Maybe. But here is a question. Are things actually getting worse, or is it simply that the veneer of the righteousness that covers American social life has been stripped away? There is a huge difference.

Sheriff Bell and a Crooked God

I have a shepherd at my church that is fond of quoting Ecclesiastes to people who moan about days gone by. Ecclesiastes 7:10 says, “Do not say to yourself, ‘Why were the former days better than these?’ For it is not from wisdom that you ask such things.” My good shepherd friend understands that sitting in the ashes of glory days is not from wisdom. You can either whine or work toward something better. But he also understands that the world is not quite as straight as we once thought it was. From what great moral mountaintop have we fallen? Genocide? Slavery? Segregation? Perhaps things yesterday are better in our memories than in reality.

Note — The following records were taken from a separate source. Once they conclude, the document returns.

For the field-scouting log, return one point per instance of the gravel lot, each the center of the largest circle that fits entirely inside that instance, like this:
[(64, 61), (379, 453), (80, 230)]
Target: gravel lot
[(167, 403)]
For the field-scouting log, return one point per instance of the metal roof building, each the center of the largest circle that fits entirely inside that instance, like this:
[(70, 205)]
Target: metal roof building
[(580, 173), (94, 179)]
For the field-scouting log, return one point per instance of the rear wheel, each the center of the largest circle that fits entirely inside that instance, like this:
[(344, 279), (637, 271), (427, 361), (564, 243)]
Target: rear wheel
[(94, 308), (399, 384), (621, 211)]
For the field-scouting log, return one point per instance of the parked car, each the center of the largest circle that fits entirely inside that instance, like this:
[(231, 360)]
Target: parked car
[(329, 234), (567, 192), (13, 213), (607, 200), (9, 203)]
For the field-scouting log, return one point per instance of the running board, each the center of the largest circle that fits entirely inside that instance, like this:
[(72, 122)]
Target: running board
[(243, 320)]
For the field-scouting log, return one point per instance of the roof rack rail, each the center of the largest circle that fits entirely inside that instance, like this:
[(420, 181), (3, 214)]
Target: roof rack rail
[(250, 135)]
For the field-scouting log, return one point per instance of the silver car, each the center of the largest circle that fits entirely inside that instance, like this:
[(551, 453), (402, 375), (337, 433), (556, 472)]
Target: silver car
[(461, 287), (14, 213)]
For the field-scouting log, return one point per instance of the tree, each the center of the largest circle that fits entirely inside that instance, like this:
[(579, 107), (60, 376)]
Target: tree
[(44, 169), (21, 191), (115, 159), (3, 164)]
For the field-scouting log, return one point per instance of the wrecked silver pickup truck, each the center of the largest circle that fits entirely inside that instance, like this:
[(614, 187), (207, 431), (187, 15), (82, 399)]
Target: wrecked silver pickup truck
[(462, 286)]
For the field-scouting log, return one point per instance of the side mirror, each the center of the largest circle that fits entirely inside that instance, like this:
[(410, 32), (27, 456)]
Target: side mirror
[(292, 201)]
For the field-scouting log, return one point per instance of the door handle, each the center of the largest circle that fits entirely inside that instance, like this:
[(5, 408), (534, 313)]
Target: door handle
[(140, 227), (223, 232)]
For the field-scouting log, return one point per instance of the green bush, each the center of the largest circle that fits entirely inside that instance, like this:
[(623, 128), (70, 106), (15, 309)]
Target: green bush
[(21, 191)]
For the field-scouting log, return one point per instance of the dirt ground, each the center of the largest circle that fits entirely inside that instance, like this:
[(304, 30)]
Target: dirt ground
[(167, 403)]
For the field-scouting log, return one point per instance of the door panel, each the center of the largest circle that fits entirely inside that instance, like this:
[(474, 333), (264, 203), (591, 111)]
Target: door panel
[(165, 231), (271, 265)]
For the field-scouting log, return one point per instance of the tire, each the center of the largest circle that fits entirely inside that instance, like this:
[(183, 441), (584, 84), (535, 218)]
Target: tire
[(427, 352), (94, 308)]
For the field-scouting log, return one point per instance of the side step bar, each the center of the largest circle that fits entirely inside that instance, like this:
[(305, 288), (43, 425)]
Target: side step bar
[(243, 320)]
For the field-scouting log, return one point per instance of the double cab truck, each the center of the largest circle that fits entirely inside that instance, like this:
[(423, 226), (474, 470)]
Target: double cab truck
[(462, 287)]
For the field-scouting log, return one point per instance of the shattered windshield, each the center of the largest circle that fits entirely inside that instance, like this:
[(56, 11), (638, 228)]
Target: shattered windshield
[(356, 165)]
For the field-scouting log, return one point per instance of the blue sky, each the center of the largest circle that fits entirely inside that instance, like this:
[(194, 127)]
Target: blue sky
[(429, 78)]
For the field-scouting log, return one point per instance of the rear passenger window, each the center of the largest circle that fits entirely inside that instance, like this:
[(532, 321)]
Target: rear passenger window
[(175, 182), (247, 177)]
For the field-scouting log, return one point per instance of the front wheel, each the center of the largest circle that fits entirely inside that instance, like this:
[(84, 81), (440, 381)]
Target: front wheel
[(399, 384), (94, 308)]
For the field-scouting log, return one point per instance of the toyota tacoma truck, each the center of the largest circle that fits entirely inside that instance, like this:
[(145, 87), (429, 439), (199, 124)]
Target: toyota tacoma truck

This little proof-text comes from a collection of wisdom sayings from Ecclesiastes 7:1-13. The last piece of wisdom from the collection says this, “Consider the work of God; who can make straight what he has made crooked?”

Life is complicated. The world is messed up.   We live on top of unmendable cracks. Living wisely as citizens of the kingdom of God will surely involve recognizing that the history we live on top of, the story we inherit, the “sins of the father” are something we will never escape. We can’t go backward in time. Yesterday was just as broken as tomorrow.

In one of the closing scenes to “No Country for Old Men,” Sheriff Bell visits his wife’s Uncle Ellis. Ellis is a wheel-chair bound, filthy, uneducated man with a seemingly meaningless life in a rotting house in the middle of the desert. Ed Tom tells Ellis he is retiring. “I feel overmatched.” Uncle Ellis listens to his lament.

“I always thought when I got older that God would sort of come into my life in some way. He didn’t. I don’t blame him. If I was him I’d have the same opinion about me that he does.”

Ellis replies with the wisdom of a Hebrew prophet. “You don’t know what God thinks.” Ellis shifts back in his chair and sips his coffee. “Your daddy ever tell you how your Uncle Mac come to his reward? Gunned down on his own porch over in Hudspeth County. Seven or eight of ‘em come up there. Wantin this wantin that. Uncle Mac went back in the house to get the shotgun. They was ahead of him. Shot him in his doorway. They just sat there on their horses watchin him die. After a while one of em said something in Indian and they turned and left out. Uncle Mac knew the score even if Aunt Ella didn’t. Shot through the lung. And that was that, as they say. He died that night. She buried him out back in that hard old caliche.” Ellis takes a deep breath and gathers himself back into the room with Ed Tom. “What you got ain’t nothing new. This country’s hard on people. You can’t stop what’s coming. And it ain’t all waitin on you. That’s vanity.”

Uncle Ellis is the lone prophetic voice in Cormac McCarthy’s novel. Thinking our age is the age when everything falls apart, longing for the golden age of decades gone by… that’s vanity.